Comment Re:You know what I like? (Score 1) 1065
Indeed. What Ellison is doing is taking a bet that his stock's return will exceed the interest rate on his loan. Kind of a dicey gamble, especially on a volatile investment like stock. Considering the volatility of stock, I wonder what interest rate he is even getting. I would be really surprised if its anything near the prime rate. I am actually currently doing a similar thing- my mortgage interest rate is 3.25%, and effectively its lower due to the tax breaks. It makes me uncomfortable as I hate debt, but I am not paying my mortgage off earlier because I can easily exceed a 3% return with only moderate risk even in this market (I made a portfolio of high yielding boring dividend stocks w/ companies like ConEdison, PSEG, AT&T, Verizon, Altria, etc). If the economy ever gets out of the mud, I should be able to find even better returns for the same risk, or my more likely course, the same returns for less risk. You could look at this as a tax deferment strategy as well I guess, as I maximize my mortgage deduction.

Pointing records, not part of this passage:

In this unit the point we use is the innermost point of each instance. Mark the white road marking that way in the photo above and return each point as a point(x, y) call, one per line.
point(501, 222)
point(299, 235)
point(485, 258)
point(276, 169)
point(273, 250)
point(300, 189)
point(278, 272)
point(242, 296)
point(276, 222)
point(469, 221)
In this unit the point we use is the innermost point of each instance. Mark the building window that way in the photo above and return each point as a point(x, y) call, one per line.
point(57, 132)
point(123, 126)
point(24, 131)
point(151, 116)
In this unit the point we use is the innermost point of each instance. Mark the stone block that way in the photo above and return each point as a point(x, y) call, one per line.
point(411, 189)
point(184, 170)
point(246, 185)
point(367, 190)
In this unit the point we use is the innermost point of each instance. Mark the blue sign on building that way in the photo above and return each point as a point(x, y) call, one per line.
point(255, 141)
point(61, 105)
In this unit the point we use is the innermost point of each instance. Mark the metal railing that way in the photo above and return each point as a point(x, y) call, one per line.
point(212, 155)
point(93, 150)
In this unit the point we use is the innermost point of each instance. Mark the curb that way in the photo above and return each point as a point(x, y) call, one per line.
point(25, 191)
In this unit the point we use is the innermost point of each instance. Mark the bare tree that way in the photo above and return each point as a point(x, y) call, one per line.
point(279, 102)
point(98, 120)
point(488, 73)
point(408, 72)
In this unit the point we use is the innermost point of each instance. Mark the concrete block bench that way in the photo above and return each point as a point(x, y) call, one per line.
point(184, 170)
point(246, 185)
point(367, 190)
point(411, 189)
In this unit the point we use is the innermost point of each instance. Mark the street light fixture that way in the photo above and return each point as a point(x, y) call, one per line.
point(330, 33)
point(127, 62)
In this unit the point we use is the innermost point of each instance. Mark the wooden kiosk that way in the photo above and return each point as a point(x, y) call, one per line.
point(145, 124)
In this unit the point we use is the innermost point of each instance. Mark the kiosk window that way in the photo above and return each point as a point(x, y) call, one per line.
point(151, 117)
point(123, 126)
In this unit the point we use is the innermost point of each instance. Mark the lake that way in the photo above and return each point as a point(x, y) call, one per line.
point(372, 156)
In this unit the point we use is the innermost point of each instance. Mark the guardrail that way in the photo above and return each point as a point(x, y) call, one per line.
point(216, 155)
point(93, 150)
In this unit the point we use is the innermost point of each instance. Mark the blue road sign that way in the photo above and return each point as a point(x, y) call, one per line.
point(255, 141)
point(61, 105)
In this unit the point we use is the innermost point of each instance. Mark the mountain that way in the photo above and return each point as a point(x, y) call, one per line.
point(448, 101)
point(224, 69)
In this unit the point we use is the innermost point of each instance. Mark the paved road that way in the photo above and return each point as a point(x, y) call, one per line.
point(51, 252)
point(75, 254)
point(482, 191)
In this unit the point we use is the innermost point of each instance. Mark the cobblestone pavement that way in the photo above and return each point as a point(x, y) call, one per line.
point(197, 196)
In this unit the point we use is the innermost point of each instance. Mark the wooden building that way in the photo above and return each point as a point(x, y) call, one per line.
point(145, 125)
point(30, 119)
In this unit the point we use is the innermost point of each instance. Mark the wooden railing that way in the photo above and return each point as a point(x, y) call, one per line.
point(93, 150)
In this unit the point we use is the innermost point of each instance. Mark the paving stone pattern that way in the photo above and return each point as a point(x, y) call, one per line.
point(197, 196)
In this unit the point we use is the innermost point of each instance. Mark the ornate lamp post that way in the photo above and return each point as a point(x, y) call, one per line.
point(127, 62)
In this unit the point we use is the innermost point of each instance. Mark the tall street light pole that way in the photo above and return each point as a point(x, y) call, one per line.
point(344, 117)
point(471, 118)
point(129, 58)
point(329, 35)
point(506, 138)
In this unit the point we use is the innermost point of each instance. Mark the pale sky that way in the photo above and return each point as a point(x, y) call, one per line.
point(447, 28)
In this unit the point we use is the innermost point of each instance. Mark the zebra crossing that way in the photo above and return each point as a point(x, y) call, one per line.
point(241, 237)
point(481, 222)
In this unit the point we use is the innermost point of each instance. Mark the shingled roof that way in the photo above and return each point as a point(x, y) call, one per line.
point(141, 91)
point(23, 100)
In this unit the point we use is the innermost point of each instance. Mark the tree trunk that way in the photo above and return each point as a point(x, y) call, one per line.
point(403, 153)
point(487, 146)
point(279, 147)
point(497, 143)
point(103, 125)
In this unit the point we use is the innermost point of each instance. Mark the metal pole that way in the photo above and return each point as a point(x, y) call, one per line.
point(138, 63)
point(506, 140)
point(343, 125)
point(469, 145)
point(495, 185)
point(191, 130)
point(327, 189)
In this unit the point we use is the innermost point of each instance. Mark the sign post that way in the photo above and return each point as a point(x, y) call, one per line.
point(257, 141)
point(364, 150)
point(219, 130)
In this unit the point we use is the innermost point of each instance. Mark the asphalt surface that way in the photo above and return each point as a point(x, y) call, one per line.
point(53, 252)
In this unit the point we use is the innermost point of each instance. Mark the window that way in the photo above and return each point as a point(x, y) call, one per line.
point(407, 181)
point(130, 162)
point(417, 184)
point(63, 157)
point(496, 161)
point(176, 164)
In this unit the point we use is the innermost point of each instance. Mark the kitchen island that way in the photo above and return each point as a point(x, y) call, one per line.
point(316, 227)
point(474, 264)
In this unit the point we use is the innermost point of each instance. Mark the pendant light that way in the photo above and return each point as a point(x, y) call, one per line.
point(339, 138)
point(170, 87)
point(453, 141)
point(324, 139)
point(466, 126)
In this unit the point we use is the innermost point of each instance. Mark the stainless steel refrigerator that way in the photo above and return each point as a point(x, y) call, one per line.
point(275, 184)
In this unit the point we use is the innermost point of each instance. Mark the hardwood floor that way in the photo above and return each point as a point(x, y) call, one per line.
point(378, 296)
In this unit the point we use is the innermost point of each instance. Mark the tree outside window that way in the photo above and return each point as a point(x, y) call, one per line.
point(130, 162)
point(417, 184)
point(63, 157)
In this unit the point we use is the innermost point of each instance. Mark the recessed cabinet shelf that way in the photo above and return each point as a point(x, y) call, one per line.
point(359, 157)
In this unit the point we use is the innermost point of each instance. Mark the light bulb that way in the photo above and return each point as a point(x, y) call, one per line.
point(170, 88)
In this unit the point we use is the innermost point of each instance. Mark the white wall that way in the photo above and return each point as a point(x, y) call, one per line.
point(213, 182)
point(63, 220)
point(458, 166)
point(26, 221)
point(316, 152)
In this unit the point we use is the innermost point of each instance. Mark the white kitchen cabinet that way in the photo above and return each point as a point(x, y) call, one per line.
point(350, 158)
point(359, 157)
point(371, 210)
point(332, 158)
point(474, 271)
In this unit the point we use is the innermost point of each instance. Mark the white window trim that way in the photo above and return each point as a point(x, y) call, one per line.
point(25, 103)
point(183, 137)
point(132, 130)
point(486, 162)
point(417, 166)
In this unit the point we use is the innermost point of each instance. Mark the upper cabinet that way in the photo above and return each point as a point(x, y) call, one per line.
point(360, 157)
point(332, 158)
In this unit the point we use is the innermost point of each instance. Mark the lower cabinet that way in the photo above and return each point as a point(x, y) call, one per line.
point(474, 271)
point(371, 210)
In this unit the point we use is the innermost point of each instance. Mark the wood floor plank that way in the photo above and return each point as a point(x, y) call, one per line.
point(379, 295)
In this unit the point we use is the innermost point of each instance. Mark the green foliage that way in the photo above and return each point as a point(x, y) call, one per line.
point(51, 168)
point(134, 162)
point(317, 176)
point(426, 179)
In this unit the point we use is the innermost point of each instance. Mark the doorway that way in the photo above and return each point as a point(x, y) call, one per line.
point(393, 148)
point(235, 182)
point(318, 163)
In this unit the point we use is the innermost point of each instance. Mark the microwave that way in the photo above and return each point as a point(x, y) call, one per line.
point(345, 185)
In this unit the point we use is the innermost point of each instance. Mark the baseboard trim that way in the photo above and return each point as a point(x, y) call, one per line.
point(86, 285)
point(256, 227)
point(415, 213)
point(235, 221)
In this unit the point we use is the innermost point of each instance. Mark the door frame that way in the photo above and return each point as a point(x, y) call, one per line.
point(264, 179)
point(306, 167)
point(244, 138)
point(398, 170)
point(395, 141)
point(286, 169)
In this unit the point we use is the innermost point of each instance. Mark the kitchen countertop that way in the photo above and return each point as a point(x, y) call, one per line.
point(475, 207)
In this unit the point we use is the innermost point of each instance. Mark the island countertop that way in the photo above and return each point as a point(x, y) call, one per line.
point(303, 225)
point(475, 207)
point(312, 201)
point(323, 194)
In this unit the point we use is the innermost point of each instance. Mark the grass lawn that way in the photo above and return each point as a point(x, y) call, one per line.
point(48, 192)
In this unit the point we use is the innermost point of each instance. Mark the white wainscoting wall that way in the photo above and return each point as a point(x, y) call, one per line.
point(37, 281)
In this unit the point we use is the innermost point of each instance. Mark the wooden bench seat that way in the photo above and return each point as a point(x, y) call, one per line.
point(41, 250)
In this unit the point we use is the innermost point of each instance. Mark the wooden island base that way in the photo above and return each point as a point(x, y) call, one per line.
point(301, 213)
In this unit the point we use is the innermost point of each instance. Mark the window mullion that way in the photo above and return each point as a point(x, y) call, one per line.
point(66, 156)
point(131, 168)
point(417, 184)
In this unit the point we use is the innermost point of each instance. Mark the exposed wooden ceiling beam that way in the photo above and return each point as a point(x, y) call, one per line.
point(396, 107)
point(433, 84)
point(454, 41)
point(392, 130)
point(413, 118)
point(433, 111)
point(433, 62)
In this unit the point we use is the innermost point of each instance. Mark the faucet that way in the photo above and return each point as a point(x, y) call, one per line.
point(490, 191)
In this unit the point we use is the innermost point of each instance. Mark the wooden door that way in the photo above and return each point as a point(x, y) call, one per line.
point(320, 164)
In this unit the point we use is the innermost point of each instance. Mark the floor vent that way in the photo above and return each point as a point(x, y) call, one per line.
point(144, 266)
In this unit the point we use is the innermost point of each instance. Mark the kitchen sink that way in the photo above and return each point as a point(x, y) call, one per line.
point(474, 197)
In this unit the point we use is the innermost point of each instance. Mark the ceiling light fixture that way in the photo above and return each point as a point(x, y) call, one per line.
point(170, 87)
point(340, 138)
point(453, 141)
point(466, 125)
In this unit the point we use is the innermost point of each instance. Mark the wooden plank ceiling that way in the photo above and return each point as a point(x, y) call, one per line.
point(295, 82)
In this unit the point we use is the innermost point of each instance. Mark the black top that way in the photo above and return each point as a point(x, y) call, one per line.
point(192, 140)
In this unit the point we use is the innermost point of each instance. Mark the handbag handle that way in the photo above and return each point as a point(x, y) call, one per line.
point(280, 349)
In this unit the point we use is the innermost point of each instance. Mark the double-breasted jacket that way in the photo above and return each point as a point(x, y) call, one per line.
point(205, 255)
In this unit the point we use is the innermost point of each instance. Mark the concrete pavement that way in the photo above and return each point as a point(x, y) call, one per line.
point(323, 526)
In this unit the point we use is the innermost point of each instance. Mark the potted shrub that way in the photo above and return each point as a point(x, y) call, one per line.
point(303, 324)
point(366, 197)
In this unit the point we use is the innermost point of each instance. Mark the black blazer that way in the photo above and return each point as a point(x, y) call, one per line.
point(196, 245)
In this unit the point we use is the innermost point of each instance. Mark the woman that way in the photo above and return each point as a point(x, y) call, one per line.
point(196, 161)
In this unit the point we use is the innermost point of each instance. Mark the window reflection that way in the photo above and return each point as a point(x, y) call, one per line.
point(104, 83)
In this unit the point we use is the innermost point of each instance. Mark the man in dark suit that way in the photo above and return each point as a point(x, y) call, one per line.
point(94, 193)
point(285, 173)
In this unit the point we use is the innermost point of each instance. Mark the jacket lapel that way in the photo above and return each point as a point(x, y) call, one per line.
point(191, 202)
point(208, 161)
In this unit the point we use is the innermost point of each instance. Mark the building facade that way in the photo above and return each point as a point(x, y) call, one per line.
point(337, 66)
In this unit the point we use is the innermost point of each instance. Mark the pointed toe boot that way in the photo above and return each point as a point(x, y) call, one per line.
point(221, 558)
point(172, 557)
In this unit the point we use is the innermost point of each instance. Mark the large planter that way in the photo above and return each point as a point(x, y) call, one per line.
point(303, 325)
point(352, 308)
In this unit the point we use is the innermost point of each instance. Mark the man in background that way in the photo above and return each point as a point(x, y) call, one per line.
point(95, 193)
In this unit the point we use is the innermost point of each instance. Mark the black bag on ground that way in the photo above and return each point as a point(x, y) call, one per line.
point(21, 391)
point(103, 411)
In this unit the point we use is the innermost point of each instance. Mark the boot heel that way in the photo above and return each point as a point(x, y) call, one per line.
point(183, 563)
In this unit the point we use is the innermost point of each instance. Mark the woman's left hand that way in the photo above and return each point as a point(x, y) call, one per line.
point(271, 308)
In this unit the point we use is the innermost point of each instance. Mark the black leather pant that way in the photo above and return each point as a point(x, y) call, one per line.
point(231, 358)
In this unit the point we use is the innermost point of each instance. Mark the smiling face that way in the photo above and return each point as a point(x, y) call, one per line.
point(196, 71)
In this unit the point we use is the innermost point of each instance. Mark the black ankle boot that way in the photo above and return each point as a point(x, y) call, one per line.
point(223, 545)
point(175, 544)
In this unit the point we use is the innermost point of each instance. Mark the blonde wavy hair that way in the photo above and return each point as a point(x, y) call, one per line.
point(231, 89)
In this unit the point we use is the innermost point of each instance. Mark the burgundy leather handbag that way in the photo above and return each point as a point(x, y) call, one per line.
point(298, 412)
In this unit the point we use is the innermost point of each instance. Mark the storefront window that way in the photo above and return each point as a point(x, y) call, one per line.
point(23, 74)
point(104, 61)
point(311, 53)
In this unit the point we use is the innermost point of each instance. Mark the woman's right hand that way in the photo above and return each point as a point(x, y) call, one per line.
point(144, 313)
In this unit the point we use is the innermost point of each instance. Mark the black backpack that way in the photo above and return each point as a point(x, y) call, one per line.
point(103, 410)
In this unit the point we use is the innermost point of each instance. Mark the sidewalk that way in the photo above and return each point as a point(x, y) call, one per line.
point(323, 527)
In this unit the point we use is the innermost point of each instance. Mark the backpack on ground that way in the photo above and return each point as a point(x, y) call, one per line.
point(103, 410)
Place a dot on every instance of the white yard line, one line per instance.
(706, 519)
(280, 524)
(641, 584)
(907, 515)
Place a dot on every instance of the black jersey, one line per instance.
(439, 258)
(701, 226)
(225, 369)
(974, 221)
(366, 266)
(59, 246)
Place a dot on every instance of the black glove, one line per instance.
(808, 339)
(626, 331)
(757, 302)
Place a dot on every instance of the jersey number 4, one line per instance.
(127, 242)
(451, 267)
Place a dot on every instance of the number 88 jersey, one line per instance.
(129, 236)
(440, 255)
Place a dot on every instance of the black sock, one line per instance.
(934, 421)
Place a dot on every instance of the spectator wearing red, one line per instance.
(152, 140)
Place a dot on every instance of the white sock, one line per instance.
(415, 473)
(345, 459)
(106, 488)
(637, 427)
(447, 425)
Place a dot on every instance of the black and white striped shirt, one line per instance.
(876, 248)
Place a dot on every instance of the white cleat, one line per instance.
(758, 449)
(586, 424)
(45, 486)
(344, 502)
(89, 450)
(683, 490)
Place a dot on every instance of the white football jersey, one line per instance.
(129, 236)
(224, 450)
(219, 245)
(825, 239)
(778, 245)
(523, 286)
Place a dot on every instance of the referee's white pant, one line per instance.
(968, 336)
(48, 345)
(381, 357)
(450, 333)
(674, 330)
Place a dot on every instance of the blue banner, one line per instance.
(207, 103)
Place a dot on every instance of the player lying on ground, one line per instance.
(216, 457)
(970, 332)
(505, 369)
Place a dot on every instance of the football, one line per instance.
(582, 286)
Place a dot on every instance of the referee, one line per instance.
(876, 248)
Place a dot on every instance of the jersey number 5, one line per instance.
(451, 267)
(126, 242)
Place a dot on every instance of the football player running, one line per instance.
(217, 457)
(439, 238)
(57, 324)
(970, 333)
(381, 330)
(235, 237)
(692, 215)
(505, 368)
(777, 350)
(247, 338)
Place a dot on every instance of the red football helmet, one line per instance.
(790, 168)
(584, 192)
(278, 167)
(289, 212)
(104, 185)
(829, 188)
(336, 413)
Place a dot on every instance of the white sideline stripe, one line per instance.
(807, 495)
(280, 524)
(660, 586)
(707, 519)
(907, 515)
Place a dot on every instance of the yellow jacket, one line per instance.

I don't really see where the tax dodge comes from at all. There may be some short term vs long term capital gains rates involved, but that doesn't seem likely as I am sure Ellison has a hoard of stock he has had for a very long time around. I guess one could also view it as delaying paying income taxes, similar to a Roth 401k, and letting the stock grow in value tax-deferred. Again it assumes that there will be an increase in value, and those types of schemes always seem like more trouble than they are worth.